Aberrant DNA methylation patterns are common in cancers and environmental pollutant exposed subjects. Up to date, few studies have examined the aberrant DNA methylation patterns in benzene exposed workers. We recruited 141 benzene-exposed workers, including 83 benzene-exposed workers from a shoe factory in Wenzhou and 58 workers from a painting workshop in Wuhu, 35 workers in Wuhu were followed from 2009 to 2013, and 48 indoor workers as controls from Wenzhou. We used high-resolution melting (HRM) to quantitate human samples of DNA methylation in long interspersed nuclear element-1 (LINE-1), (6)-methylguanine-DNA methyltransferase (MGMT), and DNA mismatch repair gene human mutator L homologue 1 (hMLH1). AML-5 cells were treated with benzoquinone (BQ) and hydroquinone (HQ), and the promoter methylation of MGMT and hMLH1 was detected using the bisulfite sequencing PCR method. The degree of LINE-1 methylation in benzene-exposed workers was significantly lower than that of the controls (p<0.001), and the degree of MGMT (p<0.001) and hMLH1 (p = 0.01) methylation was significantly higher than that of the controls. The in vitro study validated the aberrant hypermethylation of hMLH1 after treatment with BQ. Among the cohort workers who were followed from 2009 to 2013, the LINE1 methylation elevated in 2013 than 2009 (p = 0.004), and premotor methylation in hMLH1 reduced in 2013 than 2009 (p = 0.045) with the reduction of the benzene exposure. This study provides evidence that benzene exposure can induce LINE-1 hypomethylation and DNA repair gene hypermethylation.

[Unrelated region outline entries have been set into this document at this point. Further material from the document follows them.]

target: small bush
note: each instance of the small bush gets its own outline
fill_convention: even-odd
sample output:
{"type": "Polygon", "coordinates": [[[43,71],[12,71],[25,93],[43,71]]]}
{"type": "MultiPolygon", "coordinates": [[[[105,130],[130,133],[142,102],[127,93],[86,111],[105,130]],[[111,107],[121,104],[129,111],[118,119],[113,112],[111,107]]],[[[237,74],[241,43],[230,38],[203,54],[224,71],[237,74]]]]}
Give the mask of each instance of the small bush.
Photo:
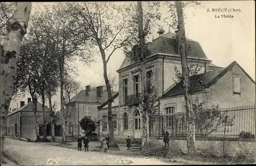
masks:
{"type": "Polygon", "coordinates": [[[254,134],[250,132],[246,132],[242,131],[239,134],[241,139],[255,139],[254,134]]]}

Association of BER and NER pathway polymorphism haplotypes and micronucleus frequencies with global DNA methylation in benzene-exposed workers of China: Effects of DNA repair genes polymorphisms on genetic damage.

OBJECTIVE: The base excision repair (BER) pathway and nucleotide excision repair (NER) pathway play important roles in the repair of benzene-induced genetic damage, and the effects of polymorphisms in these pathways on genetic damage and global DNA methylation are of great interest. METHODS: Ten single nucleotide polymorphisms (SNPs) in the BER (XRCC1: rs25489, rs25487; APE1: rs1130409) and NER pathways (XPA: rs1800975; XPC: rs2228000, rs2228002; XPD: rs13181, rs1799793; XPG: rs17655; ERCC1: rs3212986) were analyzed by a Kompetitive allele-specific PCR (KASP) assay to find associations with cytokinesis-block micronucleus (MN) frequency and global DNA methylation in 294 shoe factory workers and 102 control participants. RESULTS: Workers who possessed the following genotypes were associated with high MN frequency: rs25487 AA (FR (95% CI): 1.50 (1.16,1.9), p = 0.002, reference GG); rs1130409 GG (FR (95% CI): 1.28 (1.05,1.55), p = 0.010, reference TT); rs17655 GC (FR (95% CI): 1.18 (1.02,1.38), p = 0.038, reference GG); and rs3212986 TT (FR (95% CI): 1.55 (1.31,1.83), p < 0.001, reference GG). Workers with four and three mutant alleles showed 3.72-fold (OR (95% CI): 3.72 (1.34, 10.03), p = 0.009) and 2.48-fold (OR (95% CI): 2.48 (1.27, 4.88), p = 0.008) increased risk of genetic damage compared with workers with no or one mutant allele, and a dose-response relationship was found by the trend test (p = 0.006). The rs1130409 variant allele (GG+GT) was associated with low global DNA methylation (ß=-0.20, 95% CI: -0.42, 0.03, p = 0.045). CONCLUSION: In benzene-exposed workers, BER and NER pathway polymorphism haplotypes are associated with different levels of chromosome damage and had little effect on global DNA methylation.